Mornings with Tolstoy – Day Two

And Goodness for All

Mississippi River. ©2014 Photo by Delta Bohemian®

Mississippi River. ©2014 Photo by Delta Bohemian®

By WILLIAM PRENTISS

Clarksdale, Mississippi

I don’t always understand or agree with what Sis reads to me from Leo Tolstoy’s A Calendar of Wisdom, but it sure does make me think. Thinking is about all I can do. I am in a coma: I can’t see, move, blink, or feel pain, nothing. But I can hear, and pray.

What I would give to belly chuckle, tears streaming down my face like a late August rain. One day, maybe, who knows? I am the product of an undeserved ass-whuppin’, I haven’t lost all my Mississippi Delta humor, but I sure don’t laugh like I used to. Understatement.

Sis visits me most days, maybe all days. I am not sure. I am not always present, though I can’t tell you where I go.

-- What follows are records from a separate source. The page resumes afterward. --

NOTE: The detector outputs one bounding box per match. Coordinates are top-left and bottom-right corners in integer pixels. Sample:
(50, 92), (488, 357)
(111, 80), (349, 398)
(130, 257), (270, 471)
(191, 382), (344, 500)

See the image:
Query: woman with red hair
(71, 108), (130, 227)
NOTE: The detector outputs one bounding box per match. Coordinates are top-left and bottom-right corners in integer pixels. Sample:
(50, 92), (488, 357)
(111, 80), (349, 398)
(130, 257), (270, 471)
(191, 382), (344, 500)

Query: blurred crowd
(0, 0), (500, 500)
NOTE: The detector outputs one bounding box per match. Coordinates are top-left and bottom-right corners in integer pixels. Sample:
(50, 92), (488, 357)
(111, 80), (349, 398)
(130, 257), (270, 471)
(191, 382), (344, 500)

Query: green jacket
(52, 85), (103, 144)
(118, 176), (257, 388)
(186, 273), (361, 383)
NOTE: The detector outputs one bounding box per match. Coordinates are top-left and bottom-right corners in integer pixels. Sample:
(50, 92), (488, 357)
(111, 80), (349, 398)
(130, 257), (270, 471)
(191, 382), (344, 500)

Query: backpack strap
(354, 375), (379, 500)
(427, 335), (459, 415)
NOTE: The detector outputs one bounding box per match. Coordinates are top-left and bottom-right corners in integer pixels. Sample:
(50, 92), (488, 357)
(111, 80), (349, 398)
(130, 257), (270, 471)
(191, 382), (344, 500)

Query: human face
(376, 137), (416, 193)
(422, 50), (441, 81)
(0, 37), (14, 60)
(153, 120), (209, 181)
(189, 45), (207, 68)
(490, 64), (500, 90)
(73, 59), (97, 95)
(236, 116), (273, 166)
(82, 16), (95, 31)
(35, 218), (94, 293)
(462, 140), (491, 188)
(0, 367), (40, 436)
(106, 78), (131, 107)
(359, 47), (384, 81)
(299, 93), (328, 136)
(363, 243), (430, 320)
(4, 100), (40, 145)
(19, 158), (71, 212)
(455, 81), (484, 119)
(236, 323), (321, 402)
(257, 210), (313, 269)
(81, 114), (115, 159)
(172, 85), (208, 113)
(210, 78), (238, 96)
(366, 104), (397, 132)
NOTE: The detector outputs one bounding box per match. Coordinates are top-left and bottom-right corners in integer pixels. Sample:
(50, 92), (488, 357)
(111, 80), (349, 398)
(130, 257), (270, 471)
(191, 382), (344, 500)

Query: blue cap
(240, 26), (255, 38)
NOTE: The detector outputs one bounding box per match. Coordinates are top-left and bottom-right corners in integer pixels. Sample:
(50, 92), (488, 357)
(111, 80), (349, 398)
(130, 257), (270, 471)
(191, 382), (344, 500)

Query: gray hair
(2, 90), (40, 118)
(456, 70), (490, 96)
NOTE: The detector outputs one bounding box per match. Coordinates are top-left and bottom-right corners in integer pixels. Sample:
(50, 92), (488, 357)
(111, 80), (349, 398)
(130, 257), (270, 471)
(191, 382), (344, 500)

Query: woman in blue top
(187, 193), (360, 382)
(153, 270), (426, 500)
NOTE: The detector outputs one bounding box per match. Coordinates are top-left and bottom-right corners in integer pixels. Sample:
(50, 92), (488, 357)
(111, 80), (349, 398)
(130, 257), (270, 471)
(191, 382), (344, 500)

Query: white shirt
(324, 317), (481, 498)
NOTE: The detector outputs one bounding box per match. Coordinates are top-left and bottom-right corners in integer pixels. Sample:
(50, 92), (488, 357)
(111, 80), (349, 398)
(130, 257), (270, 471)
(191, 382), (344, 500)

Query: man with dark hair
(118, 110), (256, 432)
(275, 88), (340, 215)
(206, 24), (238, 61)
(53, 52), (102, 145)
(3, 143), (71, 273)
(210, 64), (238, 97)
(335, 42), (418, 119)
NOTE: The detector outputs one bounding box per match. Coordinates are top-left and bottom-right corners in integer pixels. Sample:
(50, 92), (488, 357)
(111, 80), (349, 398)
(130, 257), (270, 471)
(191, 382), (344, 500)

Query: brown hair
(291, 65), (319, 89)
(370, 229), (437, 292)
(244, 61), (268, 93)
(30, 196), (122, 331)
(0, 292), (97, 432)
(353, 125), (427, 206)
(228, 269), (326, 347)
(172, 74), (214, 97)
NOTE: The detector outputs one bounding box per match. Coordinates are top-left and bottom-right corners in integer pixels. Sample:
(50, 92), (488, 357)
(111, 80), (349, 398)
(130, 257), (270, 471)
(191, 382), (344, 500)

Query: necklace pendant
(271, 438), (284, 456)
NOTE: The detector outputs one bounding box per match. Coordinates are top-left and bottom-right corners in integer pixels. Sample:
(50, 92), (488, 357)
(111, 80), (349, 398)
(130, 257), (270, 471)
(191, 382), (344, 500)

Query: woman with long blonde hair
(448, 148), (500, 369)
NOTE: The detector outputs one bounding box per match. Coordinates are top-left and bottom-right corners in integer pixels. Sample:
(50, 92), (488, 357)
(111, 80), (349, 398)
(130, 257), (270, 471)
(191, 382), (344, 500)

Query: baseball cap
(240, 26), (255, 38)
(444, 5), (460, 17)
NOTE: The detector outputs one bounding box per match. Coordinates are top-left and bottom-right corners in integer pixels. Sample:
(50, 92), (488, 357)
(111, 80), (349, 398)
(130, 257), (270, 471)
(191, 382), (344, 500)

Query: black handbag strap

The highlight of my day, no, my life, is when she reads a daily devotional to me from Jesus Calling, a daily reading from Tolstoy, and a chapter from the book of Proverbs. There are 31 chapters in Proverbs, so she reads me one per day. She also fills me in on “the news,” but she is careful not to upset me with things beyond my control, which is everything.

Tolstoy was a Russian writer who wrote the epic novel War and Peace. His Calendar of Wisdom was an effort to collect the “wisdom of the centuries in one book,” but it was also his favorite everyday reading. I started reading the devotional book not long prior to my change in circumstances. Proverbs and Jesus Calling were the other two books I had been reading faithfully for just a short time. Somehow out of this trinity of inspiration my time without temporal end has been endurable. I don’t understand why I am here, but God knows, and that’s all I know.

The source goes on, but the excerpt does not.